When AMP holds its annual meeting in Sydney
today you can bet one person who won’t be there is former CEO Paul
Batchelor. After being fired by the board a couple of years ago,
Batchie (as his journalist mates in the finance press referred to him)
retreated to his Terrace Vale winery and vineyard in the Hunter Valley
to become a gentleman grower.

He was paid around $1.4 million
net, after claiming more and reserving his right to legal action
against AMP to recover what he thought he was entitled to. Some reports
said he thought he was due between $12 million and $20 million.

Batchelor
then became chairman of the “virtual” wine company Cheviot Bridge,
after backing his Terrace Vale brand into the listed company.
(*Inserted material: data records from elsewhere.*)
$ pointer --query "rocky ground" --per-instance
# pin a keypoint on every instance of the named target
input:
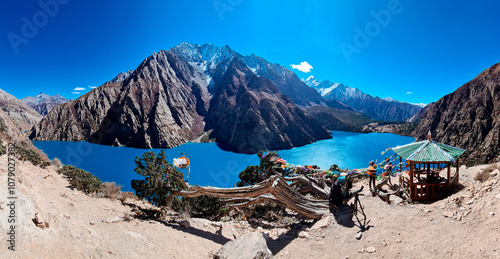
(74, 225)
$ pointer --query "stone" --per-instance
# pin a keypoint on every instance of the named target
(40, 225)
(114, 220)
(251, 245)
(322, 223)
(371, 249)
(162, 105)
(39, 217)
(303, 234)
(474, 122)
(185, 223)
(448, 214)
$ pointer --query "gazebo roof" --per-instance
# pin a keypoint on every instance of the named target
(428, 151)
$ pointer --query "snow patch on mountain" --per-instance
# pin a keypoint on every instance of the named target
(311, 81)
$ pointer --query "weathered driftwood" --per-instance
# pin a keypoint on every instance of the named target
(275, 189)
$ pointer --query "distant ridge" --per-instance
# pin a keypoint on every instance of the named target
(386, 109)
(178, 95)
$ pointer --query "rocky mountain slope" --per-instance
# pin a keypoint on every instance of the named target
(121, 77)
(207, 57)
(416, 118)
(468, 118)
(43, 103)
(339, 119)
(24, 115)
(166, 102)
(375, 107)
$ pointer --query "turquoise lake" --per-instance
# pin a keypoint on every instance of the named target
(213, 166)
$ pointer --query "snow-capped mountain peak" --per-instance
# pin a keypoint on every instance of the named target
(311, 81)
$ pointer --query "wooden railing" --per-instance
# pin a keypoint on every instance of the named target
(427, 191)
(454, 182)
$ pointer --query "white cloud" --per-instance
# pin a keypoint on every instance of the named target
(303, 67)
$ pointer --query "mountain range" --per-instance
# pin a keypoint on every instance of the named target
(24, 115)
(386, 109)
(178, 95)
(43, 103)
(468, 118)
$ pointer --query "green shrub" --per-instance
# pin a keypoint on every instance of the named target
(257, 173)
(3, 150)
(484, 175)
(81, 180)
(160, 178)
(45, 164)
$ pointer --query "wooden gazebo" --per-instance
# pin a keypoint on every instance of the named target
(427, 160)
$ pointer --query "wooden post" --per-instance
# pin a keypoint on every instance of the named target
(449, 178)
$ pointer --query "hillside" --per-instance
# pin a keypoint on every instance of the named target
(174, 97)
(468, 118)
(339, 119)
(25, 116)
(378, 109)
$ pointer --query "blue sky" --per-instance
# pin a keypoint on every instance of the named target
(415, 51)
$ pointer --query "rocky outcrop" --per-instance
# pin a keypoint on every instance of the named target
(43, 103)
(157, 106)
(248, 113)
(416, 118)
(121, 77)
(339, 119)
(24, 115)
(79, 119)
(375, 107)
(468, 118)
(250, 245)
(176, 96)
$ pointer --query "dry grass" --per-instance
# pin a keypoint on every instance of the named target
(127, 195)
(57, 163)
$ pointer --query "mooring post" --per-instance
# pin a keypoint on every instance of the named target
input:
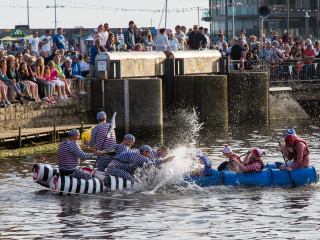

But
Cheviot Bridge, which was backed into the shell of the old Winepros
business after raising around $16 million, has fallen on hard times.
Cost overruns, revenue short falls, legal costs from the action against
Tyrrell’s over the purchase of the Long Flat label, poor market
conditions, lengthy negotiations on a UK deal and the rising power of
Woolworths and Coles have all hurt Cheviot badly.

So this week there was a profit downgrade.
The shares were at 10c yesterday, down 10 cents since April 30 and
continuing a slump that’s run for most of the past month as some
“knowing” investors quit the stock.

The problems at Cheviot
Bridge won’t make another director happy, either. Bill Gurry, former
investment banker and now Coles Myer director, should be able to bring
his considerable turnaround skills to this company, like he did at
Coles. The company is now worth $6 million, a third of the value when
it was backed into Winepros. That’s underwater at current prices, along
with every other part of the business. The business might be “virtual,”
but the drop in the share price is very real.